The 30-year-old noted that there is not much information about Taiwan in her country, and that she hoped such events will help increase awareness in the former Soviet countries about Taiwan.
Employed in the news media, Gasimova said she was impressed by Taiwan’s beautiful landscapes, delicious food and friendly people, as well as the development of science-driven industries and health care services.
She also expressed hope that both countries will find more ways to cooperate and share experiences with each other.
Aram Kocharyan from Armenia said he appreciated the opportunity to visit different places in Taiwan, giving him a chance to learn more about various aspects of Taiwan, from culture to technology development.
The program was an opportunity for the participants to become an ambassador for Taiwan when they return to their home country, said the 24-year old, a teaching assistant at a university.
In his remarks, Deputy Foreign Min- ister Simon Ko said the program not only introduces Taiwan’s culture and food, but also includes talks on the improvement of the cross-Taiwan Strait relations and Taiwan’s international relations.

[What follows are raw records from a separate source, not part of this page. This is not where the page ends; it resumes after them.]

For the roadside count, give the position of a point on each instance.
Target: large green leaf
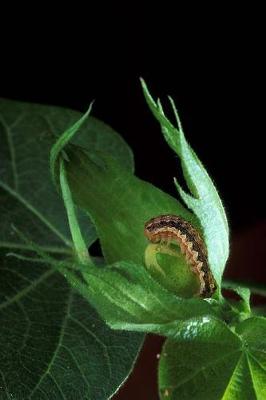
(127, 297)
(28, 198)
(118, 202)
(203, 198)
(208, 361)
(53, 344)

Noting that eight Taiwanese young adults are accompanying the foreign visitors, Ko said it creates an opportunity for promoting international exchanges between young people.
The foreign participants are aged from 21-34 and they come from government agencies, parliaments, the news media and non-government organizations, the ministry said.
The International Youth Camp program, which was launched in 2009, is aimed at building an understanding of Taiwan among international youth as part of the government’s efforts to promote the country’s international image, according to the ministry.